The UK has the expertise to take a leading role in shaping international standards for 6G to fully benefit from its transformative potential, according to the head of the University of Surrey’s 5G/6G Innovation Centre – one of Europe’s largest telecommunications research hubs.
Scientists from Surrey are involved in setting the standards for how 6G technology could sense the physical environment and ambient information – leading to smarter services and more efficient network management.
6G technology employs radio signals from mobile communications to detect objects and map the space surrounding a device. Such capabilities could be used to prevent collisions between autonomous vehicles, detect intruders at home, or monitor patients’ health in care settings.
The technology could also enable holographic teleportation, a concept that will be explored at Surrey’s 6G Innovation Centre.
In September, the European Telecommunications Standards Institute agreed to establish an Industry Specification Group on Integrated Sensing and Communications. This will begin work on the standards that will govern this emerging technology. The University of Surrey is one of 23 founding members of this group.
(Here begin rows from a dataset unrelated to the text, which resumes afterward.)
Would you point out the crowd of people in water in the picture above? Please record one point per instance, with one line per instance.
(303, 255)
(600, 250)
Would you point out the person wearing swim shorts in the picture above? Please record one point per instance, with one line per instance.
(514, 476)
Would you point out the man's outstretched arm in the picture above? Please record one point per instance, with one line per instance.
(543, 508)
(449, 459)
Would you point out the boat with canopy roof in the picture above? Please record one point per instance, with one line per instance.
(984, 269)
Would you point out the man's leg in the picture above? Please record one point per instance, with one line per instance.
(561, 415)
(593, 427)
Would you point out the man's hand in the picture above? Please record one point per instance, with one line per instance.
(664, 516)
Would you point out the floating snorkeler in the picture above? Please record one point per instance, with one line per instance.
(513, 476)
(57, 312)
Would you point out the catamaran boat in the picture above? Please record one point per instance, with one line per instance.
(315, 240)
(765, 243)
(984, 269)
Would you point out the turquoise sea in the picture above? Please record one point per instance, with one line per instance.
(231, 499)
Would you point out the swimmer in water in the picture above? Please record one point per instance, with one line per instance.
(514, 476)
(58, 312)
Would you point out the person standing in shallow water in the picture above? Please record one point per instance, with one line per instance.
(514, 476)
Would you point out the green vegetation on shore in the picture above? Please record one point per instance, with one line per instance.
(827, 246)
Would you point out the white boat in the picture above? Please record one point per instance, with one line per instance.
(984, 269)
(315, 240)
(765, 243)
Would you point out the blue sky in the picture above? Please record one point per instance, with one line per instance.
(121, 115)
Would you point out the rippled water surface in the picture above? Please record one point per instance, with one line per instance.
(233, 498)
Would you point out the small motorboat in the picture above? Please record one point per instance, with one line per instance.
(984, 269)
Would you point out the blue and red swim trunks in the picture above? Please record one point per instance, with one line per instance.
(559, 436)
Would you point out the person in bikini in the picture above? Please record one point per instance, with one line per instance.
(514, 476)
Regius professor of electronic engineering, Rahim Tafazolli, who founded the 5G/6G Innovation Centre, said: “6G has the potential to transform our lives. It could pave the way for new technologies to keep us safe, healthy, and connected. We are delighted to be part of this ISG from the very beginning, alongside our partners in the TUDOR group. This is yet more recognition that the University of Surrey is at the forefront of 5G and 6G research.”